A sadder fact is that most consumers of rhino products, aside from trophy hunters, are NOT aware of the utter disregard for suffering often involved in acquiring rhino body parts for self-satisfaction. There are any number of horrifying, detailed revelations of this fact on the internet, some so disturbing that they linger in one's thoughts (not easily forgotten). Money (or economic value), therefore, seems to be driving ignorance, lack of empathy, and other self-destructive human traits with regard to rhino products. These negative human traits, in turn, seem to be becoming (or have great potential to become) more widespread, to drive prices of rhino products higher.

Is There Any Hope For A Solution?

A global network of understanding, law making, and commitment to enforcement of laws regarding rhino conservation does NOT exist.
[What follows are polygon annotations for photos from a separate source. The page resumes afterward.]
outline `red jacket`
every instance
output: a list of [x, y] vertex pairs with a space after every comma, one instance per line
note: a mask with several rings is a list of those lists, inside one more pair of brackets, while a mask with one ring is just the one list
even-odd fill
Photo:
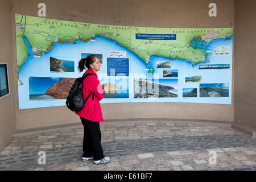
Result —
[[[88, 98], [84, 108], [79, 111], [76, 111], [80, 117], [92, 121], [104, 121], [100, 101], [103, 98], [104, 89], [100, 83], [98, 76], [92, 69], [88, 69], [85, 73], [92, 73], [94, 75], [87, 76], [82, 82], [82, 94], [84, 100], [87, 97], [90, 92], [93, 93]], [[93, 94], [93, 93], [94, 94]], [[94, 96], [93, 96], [94, 95]]]

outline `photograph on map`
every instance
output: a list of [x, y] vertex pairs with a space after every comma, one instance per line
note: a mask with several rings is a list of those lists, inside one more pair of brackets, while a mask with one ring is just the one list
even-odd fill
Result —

The greatest hope for a solution would be such a network, which would depend on:

  • educating people of the world about the survival value of key species and the cruel practices of rhino poachers,
  • actively reducing demand for rhino products in hot spots (like China, Vietnam, Thailand),
  • creating international legal agreements to help enforce wildlife laws consistently,
  • cracking down more on rampant corruption in wildlife conservation,
  • most importantly, taking more steps to reduce poverty in areas where people are desperate enough to break laws to earn money,
  • developing infrastructures to attract tourists who would pay to experience rhinos in non-consumptive ways that could generate mountains of money over the entire natural life span of a rhino (rather than a relatively small sum of money from one instance of a rhino's death), and
  • actively discouraging trophy hunting of challenged, iconic species, to send a clear message that advanced civilizations do NOT endorse recreation or fulfillment based on killing real live beings.